For SPP, research directions include memory and state abstraction to support planning horizons beyond four days, self-supervised adaptation for improved domain priors, and introduction of more realistic dynamic regimes (e.g., non-SGP4 perturbations, anomaly injection). This suggests that future versions could provide even sharper diagnostics for unified agentic reasoning under real-world constraints.

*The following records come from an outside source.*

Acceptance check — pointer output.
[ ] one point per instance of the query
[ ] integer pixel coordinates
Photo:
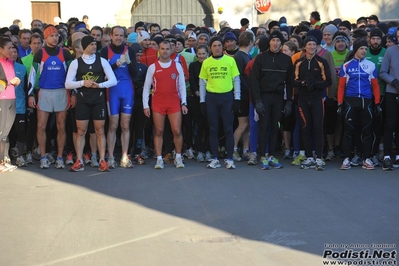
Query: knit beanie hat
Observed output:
(229, 36)
(317, 34)
(309, 39)
(132, 37)
(272, 24)
(285, 29)
(276, 34)
(202, 34)
(139, 24)
(264, 44)
(331, 29)
(346, 24)
(359, 33)
(176, 31)
(180, 40)
(49, 30)
(214, 39)
(339, 35)
(142, 35)
(158, 39)
(359, 43)
(170, 38)
(192, 35)
(137, 47)
(86, 41)
(376, 32)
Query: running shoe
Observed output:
(274, 162)
(103, 166)
(159, 164)
(93, 160)
(368, 164)
(287, 154)
(214, 164)
(229, 164)
(137, 159)
(20, 162)
(264, 163)
(59, 163)
(236, 156)
(252, 159)
(111, 162)
(29, 158)
(77, 167)
(126, 163)
(298, 159)
(356, 161)
(189, 154)
(330, 156)
(200, 157)
(319, 165)
(168, 158)
(179, 162)
(308, 163)
(86, 158)
(346, 164)
(44, 163)
(69, 159)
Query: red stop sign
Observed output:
(263, 5)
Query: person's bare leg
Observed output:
(159, 125)
(175, 124)
(125, 133)
(42, 118)
(80, 137)
(100, 137)
(111, 137)
(61, 134)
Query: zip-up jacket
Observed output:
(271, 73)
(358, 79)
(316, 70)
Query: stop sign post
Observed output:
(262, 5)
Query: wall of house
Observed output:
(119, 11)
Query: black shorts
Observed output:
(85, 111)
(244, 108)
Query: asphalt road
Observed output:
(193, 216)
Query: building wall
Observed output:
(118, 11)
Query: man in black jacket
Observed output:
(270, 78)
(312, 76)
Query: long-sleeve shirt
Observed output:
(390, 67)
(71, 83)
(149, 81)
(358, 78)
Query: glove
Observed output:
(309, 84)
(395, 84)
(236, 107)
(287, 109)
(203, 109)
(127, 57)
(3, 86)
(377, 110)
(339, 110)
(122, 59)
(260, 109)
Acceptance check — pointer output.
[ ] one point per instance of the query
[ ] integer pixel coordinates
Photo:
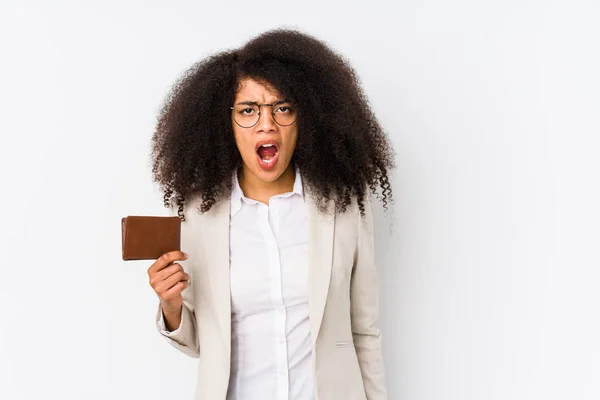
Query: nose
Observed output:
(266, 123)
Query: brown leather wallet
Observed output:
(147, 238)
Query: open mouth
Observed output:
(267, 153)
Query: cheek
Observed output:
(244, 147)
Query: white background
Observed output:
(490, 265)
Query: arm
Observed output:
(184, 337)
(364, 298)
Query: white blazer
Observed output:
(343, 302)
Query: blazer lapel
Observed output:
(320, 256)
(216, 236)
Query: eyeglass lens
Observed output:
(247, 115)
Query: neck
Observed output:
(262, 191)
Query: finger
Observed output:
(166, 259)
(171, 281)
(175, 290)
(167, 272)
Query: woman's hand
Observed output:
(168, 279)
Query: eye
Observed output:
(284, 109)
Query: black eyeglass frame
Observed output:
(272, 105)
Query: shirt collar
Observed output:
(237, 195)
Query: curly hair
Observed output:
(341, 151)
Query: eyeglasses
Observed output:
(247, 114)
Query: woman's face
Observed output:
(266, 147)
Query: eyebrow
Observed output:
(249, 103)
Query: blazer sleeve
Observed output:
(364, 298)
(185, 338)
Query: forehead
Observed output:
(252, 90)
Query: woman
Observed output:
(268, 154)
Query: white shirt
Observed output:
(270, 327)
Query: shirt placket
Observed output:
(269, 227)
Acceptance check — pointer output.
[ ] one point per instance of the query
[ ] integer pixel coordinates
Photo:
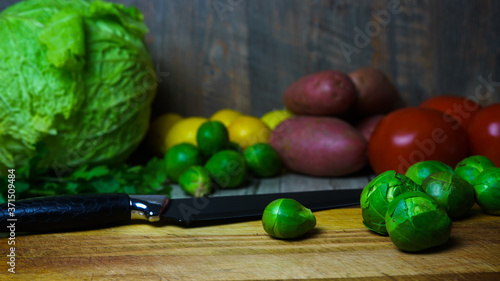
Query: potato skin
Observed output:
(319, 146)
(367, 125)
(327, 92)
(376, 93)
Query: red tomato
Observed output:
(484, 133)
(415, 134)
(461, 108)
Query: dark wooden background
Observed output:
(242, 54)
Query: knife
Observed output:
(84, 211)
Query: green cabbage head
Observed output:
(76, 76)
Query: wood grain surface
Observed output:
(339, 248)
(242, 54)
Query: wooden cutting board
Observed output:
(339, 248)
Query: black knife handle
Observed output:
(68, 212)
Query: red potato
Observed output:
(376, 93)
(367, 125)
(327, 92)
(319, 146)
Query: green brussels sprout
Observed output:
(196, 181)
(377, 195)
(287, 218)
(416, 222)
(451, 192)
(487, 187)
(421, 170)
(472, 166)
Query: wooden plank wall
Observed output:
(242, 54)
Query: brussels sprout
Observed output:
(472, 166)
(421, 170)
(379, 193)
(451, 192)
(416, 222)
(487, 187)
(196, 181)
(287, 218)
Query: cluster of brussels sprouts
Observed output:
(416, 209)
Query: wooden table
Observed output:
(339, 248)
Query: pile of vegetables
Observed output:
(212, 161)
(77, 101)
(419, 216)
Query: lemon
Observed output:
(247, 130)
(226, 116)
(179, 158)
(158, 132)
(212, 137)
(275, 117)
(263, 160)
(228, 168)
(184, 131)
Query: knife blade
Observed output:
(84, 211)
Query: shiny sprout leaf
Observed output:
(416, 222)
(419, 171)
(286, 218)
(451, 192)
(377, 195)
(472, 166)
(487, 187)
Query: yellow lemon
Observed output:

7. Broader Significance and Future Scope
AstroReason-Bench serves as a rigorous, domain-anchored platform for probing LLM capacities in agentic scientific reasoning and high-fidelity physical planning. Its schema-driven curation, programmatic and semantic grading, and realistic temporal/resource modeling distinguish it from purely symbolic or language-centric benchmarks. Future expansion into stellar structure, cosmology, exoplanet atmospheres, and joint mission architecture/trajectory design could further unify the evaluation of LLMs across the spectrum of scientific and engineering inference in space science. The benchmark thus establishes a diagnostic frontier for evaluating the synthesis of language, physical grounding, and agentic tool-use in increasingly complex and consequential domains (Lee et al., 23 Nov 2025, Wang et al., 16 Jan 2026).